The common factor to all these mutations is that they make the JAK2 protein overactive. Generally, these mutations occur in adulthood, hence, people are usually not thought to be born with them but rather that they acquire them during their lives.
Anne Mullally (MD), presents a short video below, which explains more about the three (3) most common known ‘Driver Mutations’ and how the CALR mutation might hold some future promise for a cure…
Other High-Risk (HR) Mutations
There are some other known HR genetic mutations that can also have a variety of adverse impacts upon a patients MPN condition depending upon their age, and possibly many other variables. Sometimes, even the order that these mutation appear in, (before or after the driver mutations), which is not always easy to determine without proper screening done via laboratory mutation panel testing.

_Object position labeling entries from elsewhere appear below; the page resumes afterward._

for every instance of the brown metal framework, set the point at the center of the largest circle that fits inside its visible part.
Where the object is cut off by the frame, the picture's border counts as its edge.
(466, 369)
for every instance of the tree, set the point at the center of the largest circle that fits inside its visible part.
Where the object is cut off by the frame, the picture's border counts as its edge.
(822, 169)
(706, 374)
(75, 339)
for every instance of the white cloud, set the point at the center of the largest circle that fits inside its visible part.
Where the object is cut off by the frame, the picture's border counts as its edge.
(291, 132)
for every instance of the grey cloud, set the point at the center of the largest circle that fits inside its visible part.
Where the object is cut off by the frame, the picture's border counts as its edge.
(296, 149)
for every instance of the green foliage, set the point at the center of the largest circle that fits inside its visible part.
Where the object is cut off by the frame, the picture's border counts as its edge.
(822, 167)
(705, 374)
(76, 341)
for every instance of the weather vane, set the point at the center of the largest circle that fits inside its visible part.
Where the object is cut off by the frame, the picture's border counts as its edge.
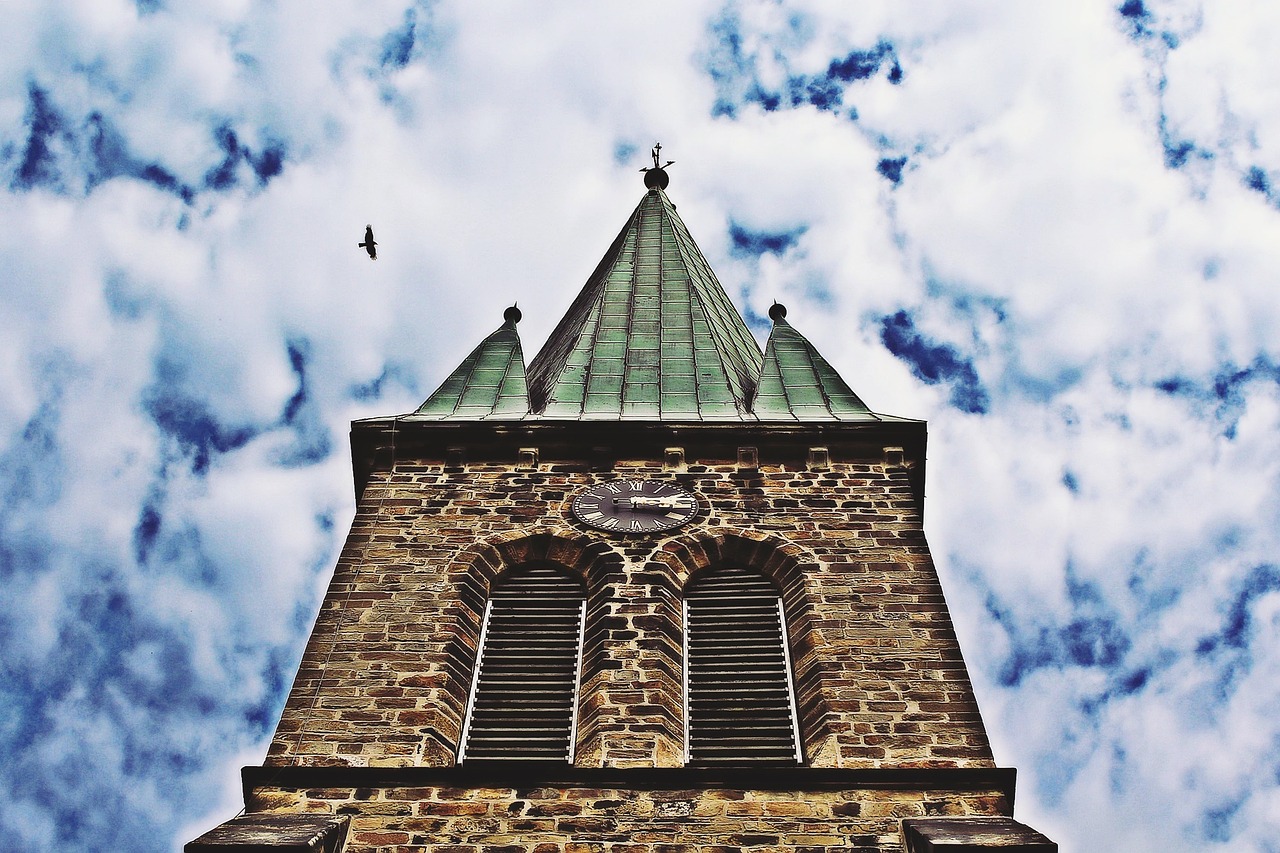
(656, 176)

In Australia, it is often an expensive exercise to ascertain these types of tests, and at the present moment they are only available from a restrictively limited number of medical institutions. It is often by knowing the order of those mutations that further prognosis might become available to a patient. Some of those high risk mutations might include any of the following:
- ASXL1
- EZH2
- IDH1/2
- SRSF2
- TET2
- TP53
Blood cell chronology
Essentially, the human body’s bone marrow produces three (3) types of Blood cell:
Red Blood cells (erythrocytes), Blood Platelets (thrombocytes), and White Blood cells (leukocytes).
There are three (3) classical types of MPN, (although there a few other less common types too), and each type of cell has a slightly different disorder attached to its diagnosis although symptoms can and often are very similar in effect on the patient.